Passivrauch. Passivrauch ist vermutlich die quantitativ bedeutsamste inhalative
Noxe der Innenraumluft. In international publizierten Metaanalysen einer Vielzahl
epidemiologischer Studien zeigten sich für Bronchialkarzinome Relative Risiken (RR)

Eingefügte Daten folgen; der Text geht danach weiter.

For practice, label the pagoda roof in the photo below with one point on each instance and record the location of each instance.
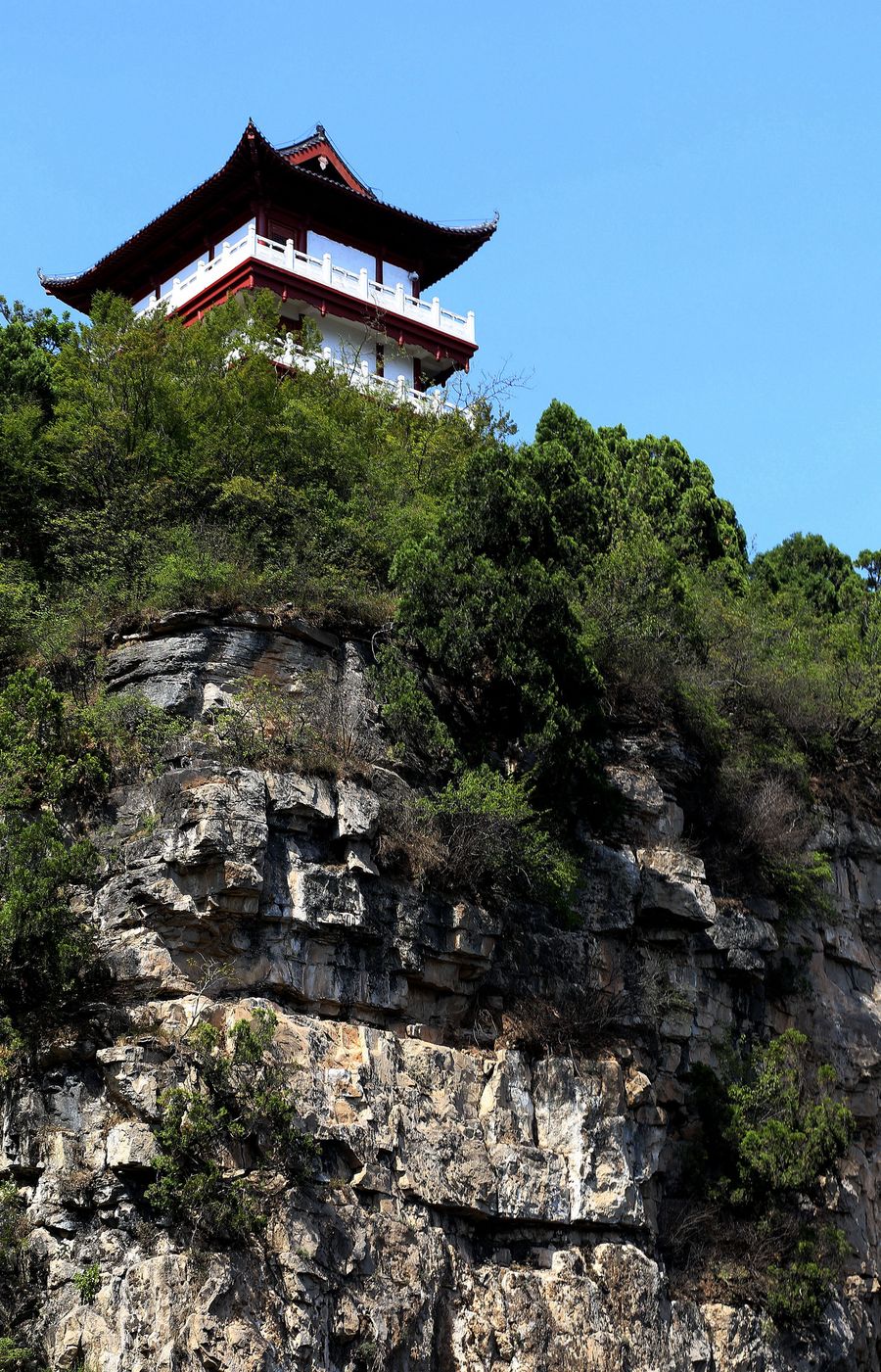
(286, 178)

von 1,1 bis 1,3. Das RR für koronare Herzkrankheiten lag bei 1,25 bis 1,35. Auch das
RR für Atemwegssymptome, Asthma und chronische Bronchitis war konsistent
erhöht.
Dieselmotoremissionen. Ein erheblicher Anteil gesundheitlicher Effekte von
Dieselmotoremissionen wird auf die Wirkung ultrafeiner Partikel bezogen. Die
kombinierte nasale Gabe von Dieselpartikeln und Ragweed-Allergen führt zu einer im
Vergleich zum Kontrollexperiment ohne Dieselpartikel erhöhten spezifischen IgEProduktion. Dieselmotoremissionen sind aufgrund ihres Gehalts an
krebserzeugenden polyzyklischen aromatischen Khlenwasserstoffen, aber auch
aufgrund des wahrscheinlich kanzerogenen Effekts der Rußpartikel von der DFG in
die Kategorie „als krebserzeugend für den Menschen anzusehen“ eingestuft worden.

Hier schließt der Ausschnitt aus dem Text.